On success, the result returned is a hashref with the following keys:

  • title

  • description (may be filled from subtitle or tagline if absent)

  • htmlUrl - web page URL associated with the feed

  • items - array ref of feed news items

  • subtitle (optional)

  • tagline (optional)

  • author (name of author field, or dc:creator or webMaster)

  • published - time in epoch seconds (may be filled with pubDate, dc:date, created, issued, updated or modified)

Each item in the items array is a hashref with the following keys:

  • title

  • link

  • content (may be filled with content:encoded, xhtml:body or description fields)

  • id (will be equal to guid or link if it is undefined and either of those fields exists)

  • description (optional) - usually a shorter form of the content (may be filled with summary if description is missing)

  • published - time in epoch seconds (may be filled with pubDate, dc:date, created, issued, updated or modified)

  • author (may be filled from author or dc:creator)

  • tags (optional) - array ref of tags, categories or dc:subjects.

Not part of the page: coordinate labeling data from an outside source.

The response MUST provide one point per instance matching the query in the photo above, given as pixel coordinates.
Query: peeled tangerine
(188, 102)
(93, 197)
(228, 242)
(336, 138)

  • _raw - XML serialized text of the item's Mojo::DOM node. Note that this can be different from the original XML text in the feed.

parse_opml

  my @subscriptions = app->parse_opml( 'mysubs.opml' );
  foreach my $sub (@subscriptions) {
    say 'RSS URL is: ',     $sub->{xmlUrl};
    say 'Website URL is: ', $sub->{htmlUrl};
    say 'categories: ', join ',', @{$sub->{categories}};
  }

Parse an OPML subscriptions file and return the list of feeds as an array of hashrefs.

Each hashref will contain an array ref in the key 'categories' listing the folders (parent nodes) in the OPML tree the subscription item appears in.

STAND-ALONE USE

Mojolicious::Plugin::FeedReader can also be used directly, rather than as a plugin:

  use Mojolicious::Plugin::FeedReader;
  my $fr = Mojolicious::Plugin::FeedReader->new( ua => Mojo::UserAgent->new );
  my ($feed) = $fr->find_feeds($url);
  ...

However, it is recommended you use Mojo::Feed::Reader directly instead.

CREDITS

Dotan Dimet

Mario Domgoergen

Some tests adapted from Feed::Find and XML:Feed, Feed autodiscovery adapted from Feed::Find.

COPYRIGHT AND LICENSE

This software is Copyright (c) 2014-2019 by Dotan Dimet <dotan@corky.net>.

This program is free software, you can redistribute it and/or modify it under the terms of the Artistic License version 2.0.

Test data (web pages, feeds and excerpts) included in this package is intended for testing purposes only, and is not meant in any way to infringe on the rights of the respective authors.